小时候夏梦轻跟朋友骑单车出去玩,路上为了躲避突然出现的小孩子,直接连人带车摔在地上。
当时是夏天,只穿着薄薄的短袖,撩开衣服夏梦轻的背后全是擦伤。
为了不被父母责骂,夏梦轻决定瞒着父亲,让伤自己好。
这样的伤疼痛是自然的,可谓是牵一发而动全身,任何一个动作都会难受,尽管她如何小心翼翼,后边都被父母发现。
而魏衡,就很像当时的她,受伤却不想被人知道。
发生了什么夏梦轻不知道,而他此刻强撑伤势,若无其事地出现在皇后的茶会上。
发生了什么夏梦轻不知道,而他此刻强撑伤势,若无其事地出现在皇后的茶会上。
这份隐忍与心机,令人心惊。
突然,心口那熟悉的绞痛竟毫无预兆地骤然袭来,比以往任何一次都更要尖锐。
夏梦轻指尖猛地一颤,脸色不可避免地白了几分。
茶会上的喧嚣如同隔着一层水传来,过来好一会,夏梦轻心口的绞痛虽已暂缓,但那份噬心的恐惧却挥之不去。

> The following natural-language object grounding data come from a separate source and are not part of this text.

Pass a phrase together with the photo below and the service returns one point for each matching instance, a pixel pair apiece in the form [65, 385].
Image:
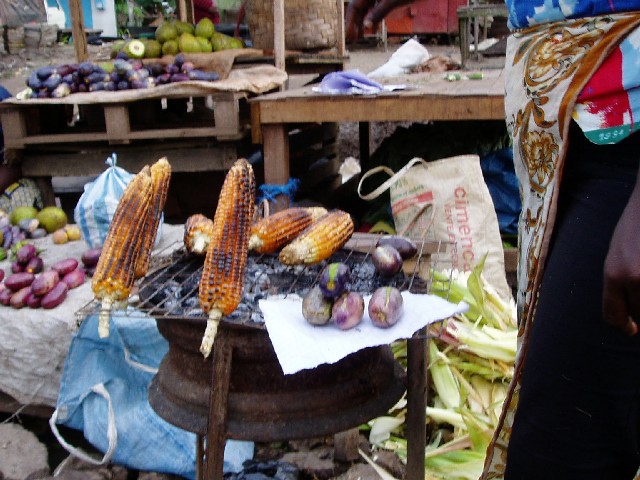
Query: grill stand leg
[416, 405]
[199, 457]
[217, 431]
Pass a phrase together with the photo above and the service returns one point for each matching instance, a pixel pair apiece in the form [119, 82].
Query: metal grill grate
[170, 290]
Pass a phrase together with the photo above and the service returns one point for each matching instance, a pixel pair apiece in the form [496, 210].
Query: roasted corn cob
[222, 280]
[114, 275]
[320, 240]
[160, 177]
[316, 212]
[198, 231]
[273, 232]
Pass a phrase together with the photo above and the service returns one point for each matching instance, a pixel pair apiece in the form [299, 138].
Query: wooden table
[428, 98]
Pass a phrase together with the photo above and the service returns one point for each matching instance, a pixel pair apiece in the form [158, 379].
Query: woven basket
[308, 24]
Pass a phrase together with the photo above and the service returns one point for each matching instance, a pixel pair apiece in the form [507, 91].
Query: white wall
[105, 20]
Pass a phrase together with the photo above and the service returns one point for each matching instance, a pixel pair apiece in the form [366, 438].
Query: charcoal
[172, 291]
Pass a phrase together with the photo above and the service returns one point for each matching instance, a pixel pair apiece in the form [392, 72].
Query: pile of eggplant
[120, 74]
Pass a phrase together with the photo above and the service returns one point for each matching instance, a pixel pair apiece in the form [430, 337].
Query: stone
[22, 455]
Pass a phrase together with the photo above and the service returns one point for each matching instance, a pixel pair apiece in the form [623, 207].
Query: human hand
[363, 14]
[621, 295]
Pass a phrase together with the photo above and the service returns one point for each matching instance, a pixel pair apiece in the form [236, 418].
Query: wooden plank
[276, 148]
[341, 36]
[116, 118]
[14, 126]
[77, 29]
[382, 108]
[278, 34]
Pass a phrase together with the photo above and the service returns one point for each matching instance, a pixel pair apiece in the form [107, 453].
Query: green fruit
[116, 47]
[134, 49]
[21, 213]
[205, 45]
[205, 28]
[153, 49]
[166, 31]
[170, 47]
[52, 218]
[188, 43]
[235, 43]
[183, 27]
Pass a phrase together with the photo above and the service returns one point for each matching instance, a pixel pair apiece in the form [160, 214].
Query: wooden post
[416, 405]
[77, 30]
[278, 34]
[341, 40]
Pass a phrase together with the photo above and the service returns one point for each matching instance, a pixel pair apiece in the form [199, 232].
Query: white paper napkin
[300, 345]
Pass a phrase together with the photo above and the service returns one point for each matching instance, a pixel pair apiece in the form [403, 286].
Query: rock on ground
[22, 455]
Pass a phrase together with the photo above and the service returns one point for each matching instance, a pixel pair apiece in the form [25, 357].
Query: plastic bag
[103, 393]
[98, 203]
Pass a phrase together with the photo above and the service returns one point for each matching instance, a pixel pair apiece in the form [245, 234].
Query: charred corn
[320, 240]
[160, 177]
[222, 280]
[273, 232]
[198, 231]
[114, 275]
[316, 212]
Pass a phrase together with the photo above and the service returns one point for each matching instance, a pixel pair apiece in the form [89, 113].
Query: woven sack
[308, 24]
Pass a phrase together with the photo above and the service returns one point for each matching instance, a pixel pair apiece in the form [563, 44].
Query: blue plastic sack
[98, 202]
[103, 393]
[500, 177]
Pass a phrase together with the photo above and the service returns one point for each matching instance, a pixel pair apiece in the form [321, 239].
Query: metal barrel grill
[240, 391]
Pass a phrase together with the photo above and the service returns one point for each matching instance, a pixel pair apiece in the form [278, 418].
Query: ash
[172, 291]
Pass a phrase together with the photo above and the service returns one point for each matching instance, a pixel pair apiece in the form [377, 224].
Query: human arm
[363, 14]
[621, 296]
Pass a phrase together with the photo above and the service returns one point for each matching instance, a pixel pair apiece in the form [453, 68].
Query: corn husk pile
[470, 365]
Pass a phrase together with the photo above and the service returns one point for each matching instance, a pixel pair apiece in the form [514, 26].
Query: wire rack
[170, 289]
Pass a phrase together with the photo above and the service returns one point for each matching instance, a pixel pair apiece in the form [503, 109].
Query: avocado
[52, 218]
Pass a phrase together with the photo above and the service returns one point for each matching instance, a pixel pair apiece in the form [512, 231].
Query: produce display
[332, 301]
[174, 36]
[385, 307]
[33, 284]
[120, 74]
[125, 240]
[222, 280]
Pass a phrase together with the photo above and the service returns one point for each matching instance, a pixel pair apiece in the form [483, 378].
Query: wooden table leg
[416, 405]
[217, 427]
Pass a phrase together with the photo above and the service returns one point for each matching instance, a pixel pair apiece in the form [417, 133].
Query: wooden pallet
[221, 116]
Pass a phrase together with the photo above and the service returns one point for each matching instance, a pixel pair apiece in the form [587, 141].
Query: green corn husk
[471, 362]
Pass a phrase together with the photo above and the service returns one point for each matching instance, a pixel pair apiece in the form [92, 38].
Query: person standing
[206, 9]
[572, 94]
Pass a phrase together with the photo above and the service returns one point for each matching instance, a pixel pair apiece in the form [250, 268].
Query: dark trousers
[579, 411]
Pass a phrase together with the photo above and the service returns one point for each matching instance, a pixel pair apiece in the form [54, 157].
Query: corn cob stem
[210, 332]
[103, 317]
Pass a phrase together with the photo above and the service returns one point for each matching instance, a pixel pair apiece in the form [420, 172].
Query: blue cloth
[103, 393]
[500, 177]
[525, 13]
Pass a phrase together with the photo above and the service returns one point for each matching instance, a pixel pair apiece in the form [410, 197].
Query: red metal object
[425, 17]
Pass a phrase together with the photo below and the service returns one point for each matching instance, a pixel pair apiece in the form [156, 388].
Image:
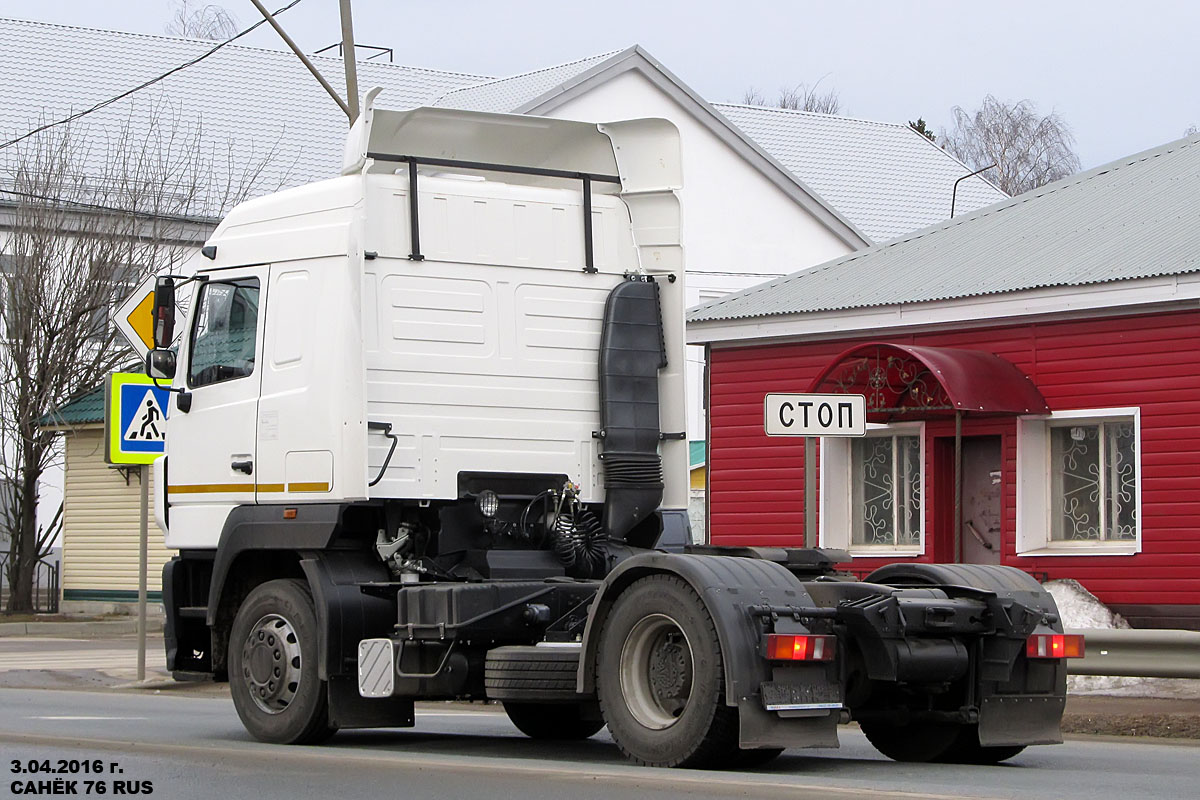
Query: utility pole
[352, 77]
[352, 67]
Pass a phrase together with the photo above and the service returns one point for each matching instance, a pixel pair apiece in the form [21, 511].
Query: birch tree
[1029, 149]
[88, 212]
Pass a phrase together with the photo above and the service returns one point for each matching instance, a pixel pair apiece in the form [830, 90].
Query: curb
[78, 630]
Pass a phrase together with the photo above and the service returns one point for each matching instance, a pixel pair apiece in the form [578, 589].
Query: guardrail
[1138, 653]
[46, 585]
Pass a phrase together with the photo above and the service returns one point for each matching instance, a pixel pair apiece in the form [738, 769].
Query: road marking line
[87, 719]
[747, 785]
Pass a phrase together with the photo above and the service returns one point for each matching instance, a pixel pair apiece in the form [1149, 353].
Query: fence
[1138, 653]
[46, 585]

她借口更衣,离了席,霍有来不再,只有她自己带着春柳要去准备好的休息室。
不怎么地,两人无意识地走向花园深处那片嶙峋的假山。
夏梦轻实在不能走,就由春柳先出去喊人。
她被留在最大的一块太湖石后,内心的杂乱也随着休息缓解了不少。
就在夏梦轻将要起身离开时,极低的交谈声从石山另一侧传来。
“万无一失?”一个声音带着谨慎,是文官腔调。
“放心,那药匣内的机关已熟记于心,”另一个声音尖细些,显然是内监,“陛下赐下的紫纹灵芝与咱们备好的‘那份’,外形、色泽、乃至重量都别无二致,即便是药房老吏也难辨真伪。”
夏梦轻贴着冰凉的石壁,一动不敢动。
那文官的声音继续道。
“太子殿下吩咐,此事关乎重大。那灵芝内里已被秘法炼入‘心血蛊’。”
“子蛊一旦入体,便会寄生于心脉,每日吸食心血,令人日渐衰弱,外表却查不出任何缘由,只会以为是旧伤复发,体虚而亡。”
心血蛊!
太子竟然要用这样手段,借皇帝赏赐之名,彻底除掉魏衡!
那太监内应低声道:“奴才明白。得手后立刻将真品灵芝销毁,不留任何后患。”
文官继续嘱咐。
“记住,魏衡身边亦有能人,掉包之后,真品必须即刻处理干净,绝不能让他的人找到一丝证据。”
很快脚步声轻轻响起,似乎两人即将分开。
直到那声音彻底远去,夏梦轻才敢缓缓吐出一口气。
她脑中飞速运转,回忆着史书上关于魏衡的零星记载。
结合那夜宫墙外听到的冷静谋划,以及今日茶会上他隐忍伤情,这是一个极度谨慎且善于布局的人。
夏梦轻彻底明白了魏衡在史书上那“病逝”的真相。
此时她没有知道真相的兴奋,而是觉得自己凶险万分。
现在就如同一个巨大的漩涡,她只是意外窥见了一角,一旦卷入,太子必定会毫不犹豫地将她这个微不足道的夏嫔碾碎灭口。
魏衡的死活,与她何干?
她自身难保,唯一的生路就是远远避开这些龙子凤孙的争斗。
对,不知道,我什么都不知道。
夏梦轻在心中反复告诫自己。
她只是一个偶然穿越而来的孤魂,只想活下去,熬到有机会离开这座吃人的皇宫。
魏衡的命运,是史书上早已写定的结局,她无力改变,也不想改变。